The hidden calorie problem with North American food has less to do with the impact of greasy foods on waistlines and more to do with farmers' dependence on greasy fossil fuels as the major feed stock of agriculture. As the UN honours World Food Day today (Thursday, October 16), I can't help dwelling on the release earlier this month of a chilling new study by geologists at Sweden's Uppsala University warning that the world is running out of oil almost as fast as the economy is finding new ways to make it even more necessary.
The scenario is referred to as "peak oil and gas," and there's even an Association for the Study of Peak Oil and Gas that monitors the latest info from geologists and explorers. Many experts predict a crisis within 50 years, and some look to big troubles by the end of this decade.
This could hold catastrophic consequences for what's on your dinner plate. Agriculture, which was almost exclusively a solar industry until the 1950s, is now a smokestack industry.

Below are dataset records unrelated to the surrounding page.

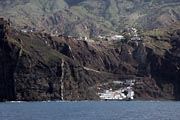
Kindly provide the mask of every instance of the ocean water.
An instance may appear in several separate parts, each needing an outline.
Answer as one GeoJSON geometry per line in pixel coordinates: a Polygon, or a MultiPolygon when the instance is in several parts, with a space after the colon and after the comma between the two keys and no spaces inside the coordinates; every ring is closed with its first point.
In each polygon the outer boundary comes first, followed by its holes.
{"type": "Polygon", "coordinates": [[[0,120],[180,120],[180,102],[8,102],[0,120]]]}

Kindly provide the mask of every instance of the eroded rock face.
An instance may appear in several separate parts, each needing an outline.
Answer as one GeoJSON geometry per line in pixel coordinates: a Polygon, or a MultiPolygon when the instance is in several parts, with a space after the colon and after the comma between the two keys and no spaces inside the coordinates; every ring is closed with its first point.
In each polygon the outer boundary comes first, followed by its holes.
{"type": "Polygon", "coordinates": [[[135,88],[136,99],[180,99],[178,30],[169,35],[171,47],[163,54],[149,42],[117,45],[4,30],[1,101],[97,100],[98,86],[126,78],[142,82],[135,88]]]}

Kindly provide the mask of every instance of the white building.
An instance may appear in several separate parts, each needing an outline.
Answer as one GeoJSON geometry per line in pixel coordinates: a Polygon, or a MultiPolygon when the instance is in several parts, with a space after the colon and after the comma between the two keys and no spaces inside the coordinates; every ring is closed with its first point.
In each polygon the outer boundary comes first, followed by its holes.
{"type": "Polygon", "coordinates": [[[111,36],[110,40],[123,40],[125,39],[124,36],[122,35],[114,35],[114,36],[111,36]]]}
{"type": "Polygon", "coordinates": [[[27,33],[27,30],[26,29],[22,29],[21,32],[27,33]]]}
{"type": "Polygon", "coordinates": [[[140,40],[141,40],[141,38],[138,36],[134,36],[131,38],[131,41],[140,41],[140,40]]]}
{"type": "Polygon", "coordinates": [[[123,84],[123,81],[113,81],[114,84],[123,84]]]}
{"type": "Polygon", "coordinates": [[[133,100],[134,99],[134,91],[132,90],[132,87],[127,87],[127,98],[133,100]]]}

Fossil-fuel use in farming has increased four-fold since then, and agriculture now consumes about 20 per cent of North American energy. According to research by Cornell University's David Pimentel, it takes about 400 gallons of fuel a year to feed a typical North American.
To understand the vicious circle that led to the takeover of agriculture by the "oiligarchy," check out John Bacher's tour de force, Petrotyranny.
Progress must have seemed innocent enough when horse- and human-drawn ploughs were replaced with pricey tractors.
But keeping up with bank payments pressured farmers to specialize in cash crops and to grow those crops on the same fields year after year.
So tillers of the land stopped crop rotation, and before long they were buying fertilizers made from petrochemicals, which now account for 31 per cent of fossil-fuel use in North American agriculture.
And because growing one crop year after year in the same place is a magnet for pests, pesticide use shot up 33-fold over the last 20 years. Focusing on a single item requires wide-scale marketing, so 16 per cent of farm energy use now goes to transportation.
According to Pimentel, North American energy use is so over-the-top that 10 calories of fossil-fuel energy are needed to produce one calorie of food energy. With some products such as canned corn, the ratio is an incredible 100 to one.
World Food Day is meant to draw attention to the 840 million people around the world who go to bed hungry every night. But stories of peak oil and gas remind us of another dimension to food insecurity that is even more profound and systemic than poverty. Continued reliance on an obsolete and polluting power source may soon make eating too expensive for all but the world's ultra-rich.